The following table shows the results (70%) of 230 students in introduction to statistics (AMU-2011 E.C). The median and mode of the results are 33.5 and 34 respectively.
Marks
Number of students
0-9
4
10-19
16
20-29
f3
30-39
f4
40-49
f5
50-59
6
60-69
4
Determine the following
The missing frequencies
To determine the missing frequencies, we need to first calculate the total number of students who scored between 20-29 and 30-39.
From the given information, we know that the median score is 33.5. This means that 50% of the students scored below 33.5 and 50% scored above it.
Since the median is between the scores of 30-39, we can assume that 50% of the students scored between these two ranges. Therefore, the total number of students between 30-39 is half of the total number of students, which is 230/2 = 115.
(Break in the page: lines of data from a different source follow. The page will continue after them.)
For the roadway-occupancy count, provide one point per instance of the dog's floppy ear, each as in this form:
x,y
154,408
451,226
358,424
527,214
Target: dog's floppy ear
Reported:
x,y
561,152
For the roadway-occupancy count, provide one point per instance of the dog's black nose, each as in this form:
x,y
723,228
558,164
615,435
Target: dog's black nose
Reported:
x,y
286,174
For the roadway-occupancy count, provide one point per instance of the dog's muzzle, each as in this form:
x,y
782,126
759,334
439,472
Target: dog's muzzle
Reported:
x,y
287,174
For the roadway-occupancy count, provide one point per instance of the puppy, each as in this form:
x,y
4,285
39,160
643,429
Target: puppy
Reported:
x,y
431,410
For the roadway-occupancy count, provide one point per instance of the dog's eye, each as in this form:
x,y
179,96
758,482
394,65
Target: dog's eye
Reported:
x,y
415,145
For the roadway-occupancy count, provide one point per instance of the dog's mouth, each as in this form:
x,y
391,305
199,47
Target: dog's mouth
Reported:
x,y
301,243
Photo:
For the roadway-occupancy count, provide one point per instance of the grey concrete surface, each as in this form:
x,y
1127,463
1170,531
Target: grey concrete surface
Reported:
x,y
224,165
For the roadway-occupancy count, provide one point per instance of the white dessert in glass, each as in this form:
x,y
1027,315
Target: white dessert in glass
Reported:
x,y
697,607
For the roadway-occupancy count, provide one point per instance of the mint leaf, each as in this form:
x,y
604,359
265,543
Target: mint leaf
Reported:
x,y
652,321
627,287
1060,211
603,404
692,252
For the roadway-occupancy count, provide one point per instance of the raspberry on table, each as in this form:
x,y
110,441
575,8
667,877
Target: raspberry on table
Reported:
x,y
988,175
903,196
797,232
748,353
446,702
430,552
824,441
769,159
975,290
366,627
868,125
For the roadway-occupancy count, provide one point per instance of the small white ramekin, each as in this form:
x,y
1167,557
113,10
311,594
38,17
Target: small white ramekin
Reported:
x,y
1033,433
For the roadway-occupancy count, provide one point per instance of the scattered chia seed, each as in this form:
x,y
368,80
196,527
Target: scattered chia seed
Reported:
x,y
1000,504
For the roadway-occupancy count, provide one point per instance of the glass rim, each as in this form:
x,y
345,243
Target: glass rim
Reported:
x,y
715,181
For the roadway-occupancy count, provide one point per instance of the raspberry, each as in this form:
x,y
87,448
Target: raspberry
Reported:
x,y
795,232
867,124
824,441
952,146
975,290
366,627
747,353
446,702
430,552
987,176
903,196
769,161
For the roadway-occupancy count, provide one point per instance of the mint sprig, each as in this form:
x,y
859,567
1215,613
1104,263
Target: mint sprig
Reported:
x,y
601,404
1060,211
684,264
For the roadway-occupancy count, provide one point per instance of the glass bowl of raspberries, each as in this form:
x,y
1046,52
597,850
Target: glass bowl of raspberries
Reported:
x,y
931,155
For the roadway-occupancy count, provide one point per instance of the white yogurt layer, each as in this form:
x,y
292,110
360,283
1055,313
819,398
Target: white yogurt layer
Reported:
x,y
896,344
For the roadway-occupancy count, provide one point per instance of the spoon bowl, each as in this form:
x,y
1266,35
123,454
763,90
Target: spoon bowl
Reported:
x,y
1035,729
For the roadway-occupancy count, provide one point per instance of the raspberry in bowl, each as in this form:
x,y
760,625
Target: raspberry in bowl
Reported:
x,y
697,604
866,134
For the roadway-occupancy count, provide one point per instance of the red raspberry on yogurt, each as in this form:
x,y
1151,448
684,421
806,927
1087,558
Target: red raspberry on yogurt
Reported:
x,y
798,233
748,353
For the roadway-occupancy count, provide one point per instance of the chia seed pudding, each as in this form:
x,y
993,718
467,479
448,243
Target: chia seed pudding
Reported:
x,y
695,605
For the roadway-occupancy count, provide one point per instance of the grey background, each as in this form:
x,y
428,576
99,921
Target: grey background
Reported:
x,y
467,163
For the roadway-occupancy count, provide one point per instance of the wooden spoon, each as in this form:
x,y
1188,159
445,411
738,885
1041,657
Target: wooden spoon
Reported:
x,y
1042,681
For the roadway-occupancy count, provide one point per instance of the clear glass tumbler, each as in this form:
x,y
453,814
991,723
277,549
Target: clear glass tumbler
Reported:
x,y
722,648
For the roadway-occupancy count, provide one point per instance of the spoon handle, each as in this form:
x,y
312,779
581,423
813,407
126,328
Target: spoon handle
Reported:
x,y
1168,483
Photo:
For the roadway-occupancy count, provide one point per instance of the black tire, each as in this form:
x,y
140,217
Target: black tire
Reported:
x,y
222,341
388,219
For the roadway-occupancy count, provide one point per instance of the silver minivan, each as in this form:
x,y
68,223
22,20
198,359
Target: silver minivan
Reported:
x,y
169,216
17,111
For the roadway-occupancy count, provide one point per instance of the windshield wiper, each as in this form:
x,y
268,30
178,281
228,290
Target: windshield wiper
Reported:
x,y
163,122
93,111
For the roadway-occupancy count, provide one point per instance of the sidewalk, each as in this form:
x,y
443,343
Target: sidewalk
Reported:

Now, let's calculate the total number of students who scored between 20-29. We know that the mode score is 34, which means that the highest number of students scored 34.
From the given table, we can see that the number of students who scored 40-49, 50-59, and 60-69 is 5, 6, and 4 respectively. Since the mode is 34, the lowest score where the highest number of students scored, these scores are above it.
Therefore, we can assume that the total number of students who scored between 20-29 is the sum of these three numbers, which is 5 + 6 + 4 = 15.
Now, we know that the total number of students between 20-29 and 30-39 is 15 + 115 = 130.
To find the missing frequencies, we subtract the number of students in each score range from this total, and then divide by 10, since each frequency class represents a range of 10 marks.
For the 20-29 score range: Missing frequency = (130 - 15) / 10 = 11
For the 30-39 score range: Missing frequency = (130 - 115) / 10 = 1
So, the missing frequencies are 11 for the 20-29 score range and 1 for the 30-39 score range.